In a few minutes the punch was prepared, and after two or three preparatory glasses, the stranger thus commenced: “My dear Caleb, I am in want of your assistance, and above all of your secrecy.”
“I promise you both beforehand. It will make me happy the rest of my life to think I have served my patron—my benefactor—the only friend I possess.”
“Tush, man! don’t talk of that: we shall do better for you one of these days. But now to the point: I have come here to be married—married, old boy! married!”
And the stranger threw himself back in his chair, and chuckled with the glee of a schoolboy.
“Humph!” said the parson, gravely. “It is a serious thing to do, and a very odd place to come to.”
“I admit both propositions: this punch is superb. To proceed. You know that my uncle’s immense fortune is at his own disposal; if I disobliged him, he would be capable of leaving all to my brother; I should disoblige him irrevocably if he knew that I had married a tradesman’s daughter; I am going to marry a tradesman’s daughter—a girl in a million! the ceremony must be as secret as possible. And in this church, with you for the priest, I do not see a chance of discovery.”

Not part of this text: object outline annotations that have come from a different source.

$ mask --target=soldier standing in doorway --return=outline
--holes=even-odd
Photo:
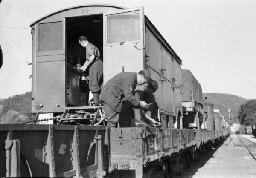
[[[86,61],[80,69],[89,69],[89,89],[93,95],[93,101],[96,106],[99,106],[99,95],[100,93],[101,85],[102,83],[103,64],[100,58],[99,49],[95,46],[88,41],[87,38],[82,36],[79,38],[79,43],[85,48]]]
[[[119,121],[122,103],[126,101],[134,106],[148,108],[147,103],[133,95],[136,85],[150,83],[152,81],[150,72],[143,70],[138,73],[128,72],[120,73],[108,80],[103,86],[100,99],[103,102],[108,126],[114,127]],[[145,126],[142,120],[135,121],[138,126]]]

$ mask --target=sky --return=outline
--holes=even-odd
[[[256,98],[254,0],[2,0],[0,98],[31,90],[29,24],[53,11],[89,4],[144,6],[203,92]]]

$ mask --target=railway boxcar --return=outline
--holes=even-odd
[[[253,129],[251,126],[247,126],[246,127],[246,134],[252,135],[253,133]]]
[[[204,103],[203,111],[206,113],[205,127],[207,130],[215,130],[213,104]]]
[[[122,71],[148,68],[159,83],[155,95],[162,125],[181,117],[181,60],[144,15],[143,8],[107,5],[73,7],[32,23],[32,110],[62,113],[87,104],[89,90],[79,66],[84,60],[78,39],[86,35],[103,61],[104,82]]]
[[[78,39],[84,34],[103,54],[104,83],[122,71],[150,70],[159,85],[155,95],[162,127],[0,125],[1,176],[102,177],[124,171],[142,177],[150,165],[161,164],[169,177],[170,169],[189,167],[201,148],[211,148],[218,138],[212,131],[181,128],[181,60],[143,8],[80,6],[31,26],[33,112],[54,115],[88,104],[88,87],[79,70],[85,51]],[[184,101],[201,115],[201,88],[191,72],[189,76]]]
[[[189,70],[181,69],[181,78],[183,127],[200,129],[203,121],[202,88]]]

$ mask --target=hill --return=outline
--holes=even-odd
[[[214,109],[219,109],[226,121],[228,118],[227,109],[231,109],[230,117],[237,117],[241,104],[249,100],[233,95],[224,93],[203,93],[204,103],[211,103]],[[207,99],[204,98],[207,97]],[[0,123],[19,123],[33,119],[30,114],[31,92],[16,95],[8,98],[0,100]]]
[[[207,99],[205,97],[207,97]],[[213,104],[215,109],[219,109],[222,115],[225,117],[226,121],[228,119],[228,109],[230,109],[230,118],[236,118],[238,110],[241,104],[250,100],[235,95],[224,93],[203,93],[204,103]]]
[[[21,123],[33,119],[31,92],[0,100],[0,123]]]

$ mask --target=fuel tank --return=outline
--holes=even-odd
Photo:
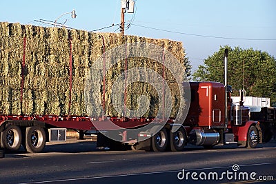
[[[215,145],[219,141],[219,134],[215,130],[193,129],[189,134],[189,142],[196,145]]]

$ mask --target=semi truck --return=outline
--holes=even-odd
[[[270,139],[276,109],[264,107],[251,112],[244,105],[242,95],[239,103],[233,102],[232,88],[227,81],[227,59],[226,49],[224,84],[188,82],[190,103],[182,122],[164,117],[0,114],[1,147],[18,150],[23,145],[28,152],[40,152],[47,141],[65,141],[66,129],[79,130],[81,136],[86,130],[96,131],[97,147],[104,150],[130,145],[132,150],[175,152],[183,150],[187,143],[206,148],[232,143],[255,147]],[[121,128],[110,128],[110,123]],[[147,128],[141,131],[144,127]]]

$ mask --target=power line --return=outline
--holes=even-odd
[[[104,30],[104,29],[107,29],[107,28],[113,27],[115,25],[119,25],[118,23],[116,23],[116,24],[113,23],[112,25],[111,25],[110,26],[106,26],[106,27],[104,27],[104,28],[99,28],[99,29],[97,29],[97,30],[92,30],[92,31],[90,31],[90,32],[95,32],[95,31],[101,30]]]
[[[151,28],[151,27],[148,27],[148,26],[137,25],[137,24],[135,24],[135,23],[132,23],[132,25],[136,25],[138,27],[141,27],[141,28],[155,30],[159,30],[159,31],[163,31],[163,32],[171,32],[171,33],[176,33],[176,34],[185,34],[185,35],[190,35],[190,36],[195,36],[195,37],[206,37],[206,38],[233,39],[233,40],[250,40],[250,41],[275,41],[276,40],[276,39],[247,39],[247,38],[233,38],[233,37],[208,36],[208,35],[181,32],[177,32],[177,31],[171,31],[171,30],[163,30],[163,29],[159,29],[159,28]]]

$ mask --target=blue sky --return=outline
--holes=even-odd
[[[219,50],[220,45],[253,48],[276,57],[275,0],[135,1],[135,17],[125,34],[182,41],[193,70],[202,65],[203,59]],[[73,8],[76,10],[77,19],[72,19],[66,14],[59,21],[66,21],[67,26],[88,31],[120,22],[120,0],[2,1],[0,21],[51,26],[34,20],[55,21],[59,15],[71,12]],[[126,21],[130,21],[132,15],[126,14]],[[101,32],[118,32],[117,28],[115,25]]]

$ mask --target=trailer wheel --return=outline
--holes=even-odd
[[[10,125],[1,133],[1,147],[10,150],[18,150],[22,143],[22,134],[17,125]]]
[[[247,134],[247,147],[254,148],[259,142],[258,130],[255,126],[250,126]]]
[[[45,147],[46,142],[46,135],[43,127],[33,126],[26,128],[24,147],[28,152],[41,152]]]
[[[154,127],[153,127],[154,128]],[[168,133],[165,128],[162,128],[152,137],[152,150],[154,152],[164,152],[168,146]]]
[[[170,150],[172,152],[182,151],[186,142],[186,134],[183,127],[180,127],[175,132],[170,132]]]

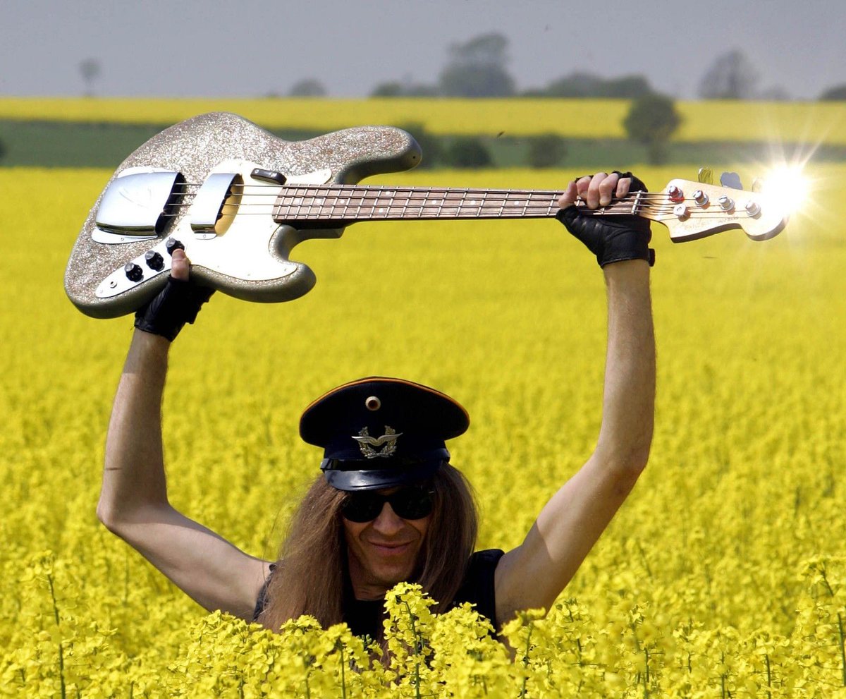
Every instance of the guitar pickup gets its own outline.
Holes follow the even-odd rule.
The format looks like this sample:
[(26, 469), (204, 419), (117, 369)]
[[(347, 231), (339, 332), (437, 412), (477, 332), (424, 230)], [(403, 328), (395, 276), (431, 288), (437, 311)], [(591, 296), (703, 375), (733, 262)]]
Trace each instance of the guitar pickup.
[[(243, 184), (237, 173), (212, 173), (206, 178), (190, 209), (191, 229), (197, 238), (206, 240), (226, 231), (238, 211)], [(233, 186), (238, 187), (237, 193)]]
[(182, 198), (184, 182), (182, 173), (173, 170), (125, 171), (103, 192), (96, 228), (121, 237), (158, 235)]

“Do you marry by license?”
“No, my intended is not of age; and we keep the secret even from her father. In this village you will mumble over the bans without one of your congregation ever taking heed of the name. I shall stay here a month for the purpose. She is in London, on a visit to a relation in the city. The bans on her side will be published with equal privacy in a little church near the Tower, where my name will be no less unknown than hers. Oh, I’ve contrived it famously!”
“But, my dear fellow, consider what you risk.”
“I have considered all, and I find every chance in my favour. The bride will arrive here on the day of our wedding: my servant will be one witness; some stupid old Welshman, as antediluvian as possible—I leave it to you to select him—shall be the other. My servant I shall dispose of, and the rest I can depend on.”